Ce que beaucoup qualifient de crise relève en réalité d’un multipartisme administratif, où les élections sont souvent contestées et ne reflètent pas une véritable volonté populaire.
Le concept de « démocratie tropicale » rejeté
Interrogé sur la notion de « démocratie tropicale », Mbembe la balaye d’un revers de main. Pour lui, cette expression relève d’un néocolonialisme déguisé, visant à discréditer les modèles politiques africains :
« Tropicaliser la démocratie n’a aucun sens. »
Le philosophe plaide plutôt pour une démocratie endogène, ancrée dans les réalités culturelles et sociales du continent.
Le franc CFA et la souveraineté monétaire
Sur le plan économique, Achille Mbembe critique le franc CFA et appelle à la création d’une monnaie africaine souveraine. Il souligne également les différences entre l’Afrique de l’Ouest et l’Afrique centrale :
- Afrique de l’Ouest : des sociétés civiles dynamiques et une diaspora influente.
- Afrique centrale : un immobilisme politique persistant, avec des régimes qualifiés de « ténébreux ».
« L’Afrique centrale est le cœur des ténèbres de la politique postcoloniale. »
Des pays comme le Cameroun, le Tchad ou la République centrafricaine restent fermés à toute émancipation populaire.
Réparations et mémoire historique
Lors d’une conférence sur la justice réparatrice, Mbembe a défendu l’idée de réparations pour les crimes de la traite négrière, tout en insistant sur la responsabilité africaine :
« Il faut exiger réparation, car ce qui a été perdu est irréparable. »

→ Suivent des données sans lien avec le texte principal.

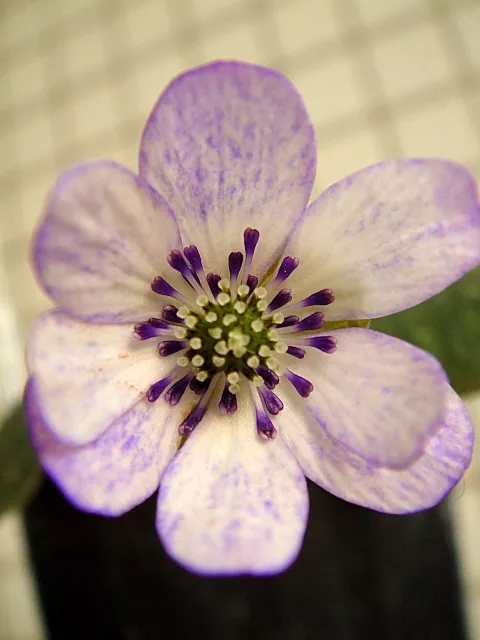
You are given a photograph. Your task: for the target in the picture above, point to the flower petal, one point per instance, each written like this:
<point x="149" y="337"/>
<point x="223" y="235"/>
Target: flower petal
<point x="119" y="470"/>
<point x="438" y="469"/>
<point x="88" y="375"/>
<point x="388" y="237"/>
<point x="105" y="236"/>
<point x="230" y="502"/>
<point x="382" y="398"/>
<point x="230" y="145"/>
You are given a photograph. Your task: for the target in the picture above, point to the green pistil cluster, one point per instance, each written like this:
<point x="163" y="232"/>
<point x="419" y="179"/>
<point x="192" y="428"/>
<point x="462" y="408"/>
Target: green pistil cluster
<point x="231" y="336"/>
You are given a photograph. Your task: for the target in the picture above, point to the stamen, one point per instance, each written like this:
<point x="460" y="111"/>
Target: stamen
<point x="272" y="402"/>
<point x="156" y="390"/>
<point x="169" y="313"/>
<point x="176" y="391"/>
<point x="296" y="352"/>
<point x="303" y="386"/>
<point x="228" y="402"/>
<point x="269" y="377"/>
<point x="282" y="298"/>
<point x="327" y="344"/>
<point x="287" y="267"/>
<point x="168" y="347"/>
<point x="213" y="279"/>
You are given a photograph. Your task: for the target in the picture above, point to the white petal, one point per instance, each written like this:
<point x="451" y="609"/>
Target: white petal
<point x="230" y="145"/>
<point x="341" y="472"/>
<point x="105" y="236"/>
<point x="388" y="237"/>
<point x="117" y="471"/>
<point x="230" y="502"/>
<point x="88" y="375"/>
<point x="382" y="398"/>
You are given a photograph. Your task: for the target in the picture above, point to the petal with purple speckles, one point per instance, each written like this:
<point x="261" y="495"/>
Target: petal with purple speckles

Mais il rappelle aussi que certaines élites africaines ont participé à ces crimes, soulignant la nécessité d’une justice horizontale pour réconcilier les fragments de l’Afrique.
Une réflexion nécessaire pour l’avenir
À travers cet entretien, Achille Mbembe invite à repenser la démocratie, la souveraineté et la justice en Afrique. Ses analyses, à la fois historique, politique et philosophique, offrent une grille de lecture pour comprendre les défis du continent.